The details will be published by Chancellor of the Exchequer George Osborne on Monday morning. The first week of formal campaigning ahead of the June 23 referendum sees the government turn its biggest guns on the arguments advanced by those backing a so-called Brexit.
"These people who go around saying you can have all the benefits without any obligations, that's economically illiterate and it frankly totally misunderstands the nature of the relationship Britain might have outside the EU," Mr Osborne told BBC Radio 4's "Today" program on Monday. "The Germans or French wouldn't give that to us because it's a better deal than Germany or France get."
Mr Osborne's intervention comes a day after French Economy Minister Emmanuel Macrontold Britain that outside the EU it would be "completely killed" in trade talks with countries such as China, and days before US President Barack Obama is due to visit the UK and offer his own warning against leaving.
The Treasury will release its analysis following a speech by Mr Osborne in western England at 10.15 am London time. The report will argue that an exit would cause permanent rather than temporary damage to the economy due to lower trade and investment, which would cut government income at "enormous costs" to public spending, such as on the state-run National Health Service and defense, Osborne wrote in an article in the Times newspaper.
A Canadian-style post-Brexit agreement with the EU, as advocated by some campaigners to leave, would shrink gross domestic product by more than 6 per cent, making each household 4,300 pounds (S$8,285) a year poorer by 2030, he wrote.
"Leave the EU, and the facts are: Britain would be permanently poorer," Mr Osborne wrote. "Britain's families would be permanently poorer too." John Redwood, a senior Conservative member of Parliament who has long argued Britain should leave the EU, rejected the analysis.

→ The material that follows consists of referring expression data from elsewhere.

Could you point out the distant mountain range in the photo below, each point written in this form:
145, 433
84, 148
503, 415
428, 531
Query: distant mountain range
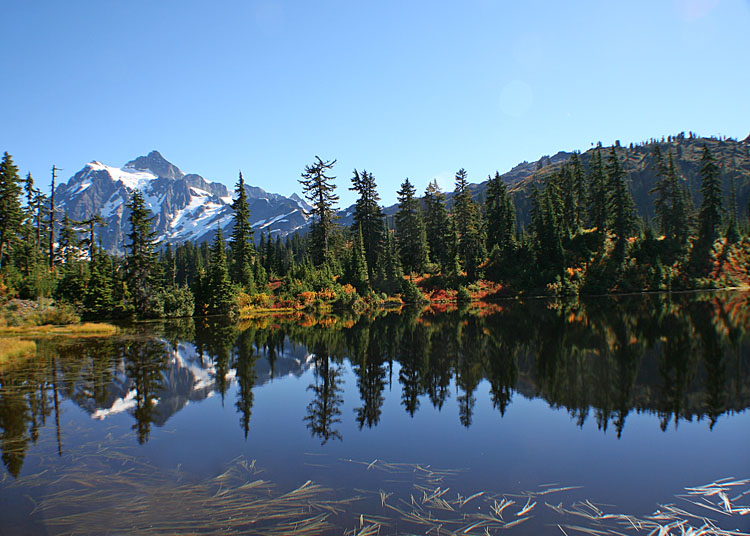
189, 207
185, 206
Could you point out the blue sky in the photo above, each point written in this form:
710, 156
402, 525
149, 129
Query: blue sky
402, 89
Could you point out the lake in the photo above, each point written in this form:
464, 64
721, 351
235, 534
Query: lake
619, 415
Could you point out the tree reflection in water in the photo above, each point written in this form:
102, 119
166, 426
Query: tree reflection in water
678, 357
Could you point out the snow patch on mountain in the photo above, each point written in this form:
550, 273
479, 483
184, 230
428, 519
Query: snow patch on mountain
185, 206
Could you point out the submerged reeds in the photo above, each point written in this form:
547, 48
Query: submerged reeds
103, 488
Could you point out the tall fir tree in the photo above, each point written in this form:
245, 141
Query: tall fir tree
357, 274
437, 226
620, 204
11, 215
662, 202
368, 217
709, 216
318, 188
597, 193
471, 249
141, 257
241, 242
579, 188
219, 286
500, 215
410, 231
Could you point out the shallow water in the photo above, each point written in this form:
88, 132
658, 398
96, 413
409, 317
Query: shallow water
205, 427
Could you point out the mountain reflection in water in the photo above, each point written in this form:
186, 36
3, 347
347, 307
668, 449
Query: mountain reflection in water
679, 357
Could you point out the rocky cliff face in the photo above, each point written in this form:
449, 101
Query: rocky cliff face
185, 206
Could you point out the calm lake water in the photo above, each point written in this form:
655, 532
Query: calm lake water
530, 417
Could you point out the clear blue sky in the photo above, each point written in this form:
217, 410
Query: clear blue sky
402, 89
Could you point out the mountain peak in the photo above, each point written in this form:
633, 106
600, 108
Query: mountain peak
157, 164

"It's an absurd claim from the Treasury," he told the BBC. "I'm very sorry that they've degenerated to these levels. Germany has made it very clear they don't want new barriers in the way of their very successful export business to Britain."

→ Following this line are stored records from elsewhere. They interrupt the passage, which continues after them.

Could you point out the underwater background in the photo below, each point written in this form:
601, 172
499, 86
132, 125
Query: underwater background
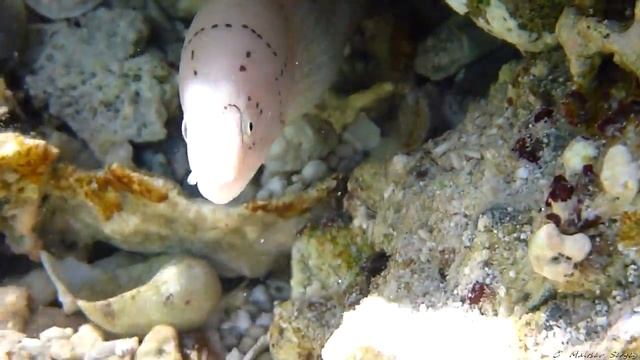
450, 179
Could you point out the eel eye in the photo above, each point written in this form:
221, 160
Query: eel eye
184, 130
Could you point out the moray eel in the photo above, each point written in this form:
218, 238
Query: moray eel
247, 67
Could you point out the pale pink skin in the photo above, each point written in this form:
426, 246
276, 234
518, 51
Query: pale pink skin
233, 78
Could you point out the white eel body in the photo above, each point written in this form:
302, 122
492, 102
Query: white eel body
246, 68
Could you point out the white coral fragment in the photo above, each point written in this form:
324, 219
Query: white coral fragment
378, 329
174, 290
620, 175
554, 255
578, 153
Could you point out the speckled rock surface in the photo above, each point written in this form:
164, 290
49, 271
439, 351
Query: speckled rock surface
455, 219
528, 24
69, 65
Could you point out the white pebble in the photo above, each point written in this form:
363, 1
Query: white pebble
345, 150
294, 188
33, 346
119, 347
620, 174
56, 333
87, 337
522, 173
61, 349
246, 344
276, 186
363, 134
263, 194
578, 153
314, 171
260, 297
234, 354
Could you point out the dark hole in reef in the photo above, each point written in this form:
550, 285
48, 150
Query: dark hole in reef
375, 264
12, 264
100, 250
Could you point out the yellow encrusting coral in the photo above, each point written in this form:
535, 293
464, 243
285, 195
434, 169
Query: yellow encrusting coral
137, 212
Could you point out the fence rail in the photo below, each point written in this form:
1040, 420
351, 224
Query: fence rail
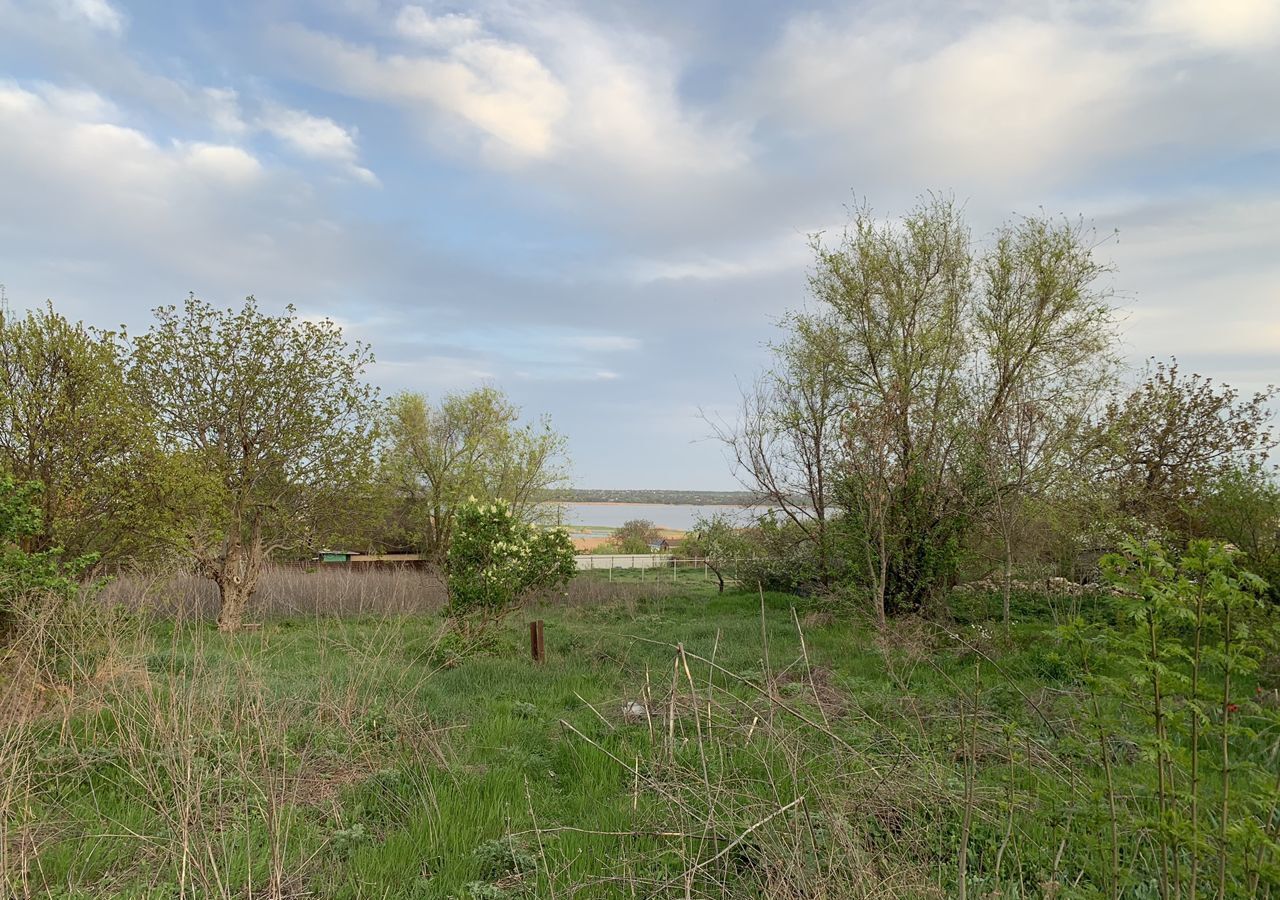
657, 566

Mr Redwood offered his own vision of a post-Brexit Britain: "We're going to be better off, we're going to banish austerity, we're going to spend our own money, we're going to have the power to make our own laws, we're going to control our own borders."

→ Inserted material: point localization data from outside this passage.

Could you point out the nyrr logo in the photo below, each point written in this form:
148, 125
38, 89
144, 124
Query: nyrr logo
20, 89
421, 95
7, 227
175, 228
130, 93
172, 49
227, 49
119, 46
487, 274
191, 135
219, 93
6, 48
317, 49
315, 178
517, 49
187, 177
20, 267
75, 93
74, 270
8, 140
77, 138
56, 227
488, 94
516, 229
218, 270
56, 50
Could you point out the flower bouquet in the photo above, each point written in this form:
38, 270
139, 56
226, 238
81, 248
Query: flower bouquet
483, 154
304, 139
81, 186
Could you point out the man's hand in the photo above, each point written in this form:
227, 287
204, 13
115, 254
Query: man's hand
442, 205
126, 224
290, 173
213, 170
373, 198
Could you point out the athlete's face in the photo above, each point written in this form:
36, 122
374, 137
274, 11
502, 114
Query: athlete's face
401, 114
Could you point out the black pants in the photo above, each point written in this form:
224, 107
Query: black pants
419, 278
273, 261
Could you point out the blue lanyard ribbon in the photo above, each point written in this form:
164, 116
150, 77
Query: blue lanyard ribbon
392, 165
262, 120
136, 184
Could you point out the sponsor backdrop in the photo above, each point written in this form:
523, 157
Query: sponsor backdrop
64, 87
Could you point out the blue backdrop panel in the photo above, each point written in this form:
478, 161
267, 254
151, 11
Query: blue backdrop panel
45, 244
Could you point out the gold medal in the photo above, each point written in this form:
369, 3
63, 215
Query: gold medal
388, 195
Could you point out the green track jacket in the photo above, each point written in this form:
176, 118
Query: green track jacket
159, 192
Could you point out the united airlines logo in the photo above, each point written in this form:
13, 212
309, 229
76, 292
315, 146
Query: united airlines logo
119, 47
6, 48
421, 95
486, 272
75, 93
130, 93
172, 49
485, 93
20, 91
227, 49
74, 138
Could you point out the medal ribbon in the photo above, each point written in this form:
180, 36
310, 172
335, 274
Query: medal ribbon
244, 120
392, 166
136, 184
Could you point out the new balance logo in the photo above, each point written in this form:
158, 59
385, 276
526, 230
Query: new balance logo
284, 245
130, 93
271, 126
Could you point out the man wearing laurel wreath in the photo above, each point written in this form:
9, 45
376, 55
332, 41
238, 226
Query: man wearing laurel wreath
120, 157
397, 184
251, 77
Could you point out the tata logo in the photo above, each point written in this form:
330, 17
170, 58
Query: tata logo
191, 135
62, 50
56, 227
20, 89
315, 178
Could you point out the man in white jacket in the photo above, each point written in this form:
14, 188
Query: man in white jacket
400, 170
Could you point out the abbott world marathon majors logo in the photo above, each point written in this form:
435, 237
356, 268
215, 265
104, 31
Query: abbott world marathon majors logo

Monday's report is the latest in a series of economic warnings issued by Prime Minister David Cameron's government as it seeks to convince voters to remain in the 28-nation bloc. It will counter claims by campaigners for Brexit, including Justice Secretary Michael Gove and Mayor of London Boris Johnson, that leaving the EU would free up billions of pounds for the NHS and other public programs.
The chancellor's speech comes a day after his return from the International Monetary Fund's spring meeting in Washington, at which concerns about the UK's potential exit dominated discussions. Both the IMF and the World Bank said an exit would damage global growth. Mr Osborne told reporters on Friday that concerns had been raised by China and Japan, as well as European states.
France's Mr Macron gave a blunt assessment on Sunday of the idea advanced by the "Leave" campaign that a vote to leave the EU would allow Britain to forge closer alliances with other trading partners, such as China.
"Today, you are strong because you are part of the EU," he told BBC Television. "When you discuss your steel industry with China you are credible because you are part of the EU, not because you are just the UK You will be completely killed otherwise."
Government warnings about the immediate domestic implications of an exit have also been plentiful. Mr Osborne said Friday that an exit was likely to cause mortgage rates to rise. Speculation of political instability has also been raised, with former Tory Chancellor of the Exchequer Ken Clarke saying a vote to leave would make Mr Cameron's position as prime minister untenable.
Mr Osborne's appearance before lawmakers on the Treasury Select Committee has been postponed by nine days to April 28 to allow the panel to fully consider the Treasury's report.